About the respondents

  • 1,298 respondents
  • 35-44 year olds represent 37% of the data, followed by 25-34 years old 26% of respondents (63%)
  • 66% female and 34% male respondents
  • 30% of respondents are from public sector (largest number of respondents by type)
  • 92% of respondents identify classify themselves as white
  • 70% of respondents are CIPR members
  • 20% belong to no professional body at all
  • 45% of respondents came from a media/journalism background, before working in PR
  • 51% have worked in the industry for 13+ years. (22% for 21+ years)
  • 32% manager level and 45% are senior – Head of Comms, Director, MD, Partner

 

Challenges facing PR

Salaries and gender gap

The gender pay gap persists, but it is shrinking.
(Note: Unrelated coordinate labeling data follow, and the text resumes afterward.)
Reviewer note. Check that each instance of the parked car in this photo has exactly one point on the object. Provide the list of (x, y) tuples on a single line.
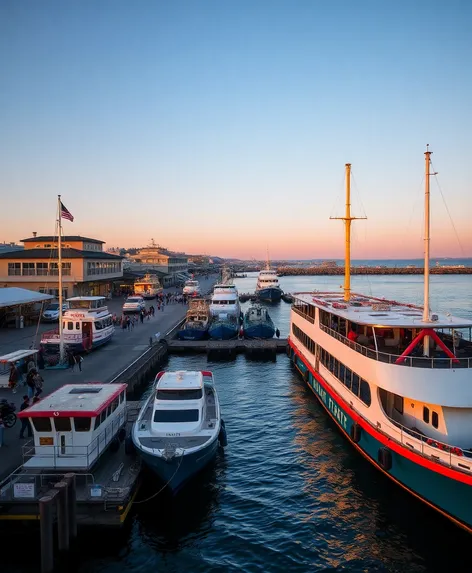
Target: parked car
[(51, 314), (134, 304)]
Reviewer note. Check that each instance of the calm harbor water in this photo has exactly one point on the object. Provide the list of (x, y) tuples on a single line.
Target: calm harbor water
[(289, 493)]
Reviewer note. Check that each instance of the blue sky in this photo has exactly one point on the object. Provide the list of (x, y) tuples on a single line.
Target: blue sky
[(224, 127)]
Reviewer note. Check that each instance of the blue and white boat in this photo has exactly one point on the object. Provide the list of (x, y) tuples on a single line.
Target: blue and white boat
[(395, 378), (267, 287), (197, 321), (179, 427), (257, 322), (86, 324), (225, 310)]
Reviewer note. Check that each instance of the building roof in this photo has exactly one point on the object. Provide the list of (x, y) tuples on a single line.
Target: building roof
[(14, 296), (52, 254), (75, 400), (65, 238)]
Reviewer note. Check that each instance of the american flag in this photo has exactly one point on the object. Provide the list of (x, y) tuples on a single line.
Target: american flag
[(65, 214)]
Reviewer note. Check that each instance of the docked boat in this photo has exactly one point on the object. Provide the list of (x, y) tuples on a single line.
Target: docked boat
[(192, 288), (395, 378), (257, 322), (197, 320), (148, 287), (267, 287), (79, 428), (86, 324), (179, 427)]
Before regression analysis it is now £8,222, a reduction of 12% since 2018. The pay gap after regression analysis has shrunk by 46% since 2018 and now stands at £3,658.

The pay gap differs according to role. Female managers earn on average £573 less than male managers but female Directors, Partners and Managing Directors earn £19,490 less than males in equivalent roles.

Skills attributes and knowledge

Social mobility

Overall, practitioners (37%) are significantly more likely than the general public (20%) in their view, to think that their family background gave them career advantages
and are slightly more likely to believe that it is becoming harder for less advantaged people to professionally progress (42% vs 39%).

41% of respondents believe that everyone has a fair chance to go as far as their talent and hard work will take them. 29% believe that where you end up is mainly determined by your background or who your parents are. This compares to 35% of UK adults who feel everyone has a fair chance to go as far as their talent and hard work will take them and 44% who feel that where you end up is largely determined by background and parents.

Diversity

Despite a small improvement, more than nine in ten (91%) classify themselves as white. (2019 reported 92%)

In 2019, 89% of practitioner respondents classify themselves as heterosexual and in 2018 the proportion was 85%. This year 86% classify themselves as heterosexual with fewer than one in ten identifying as lesbian, gay, bi-sexual or asexual.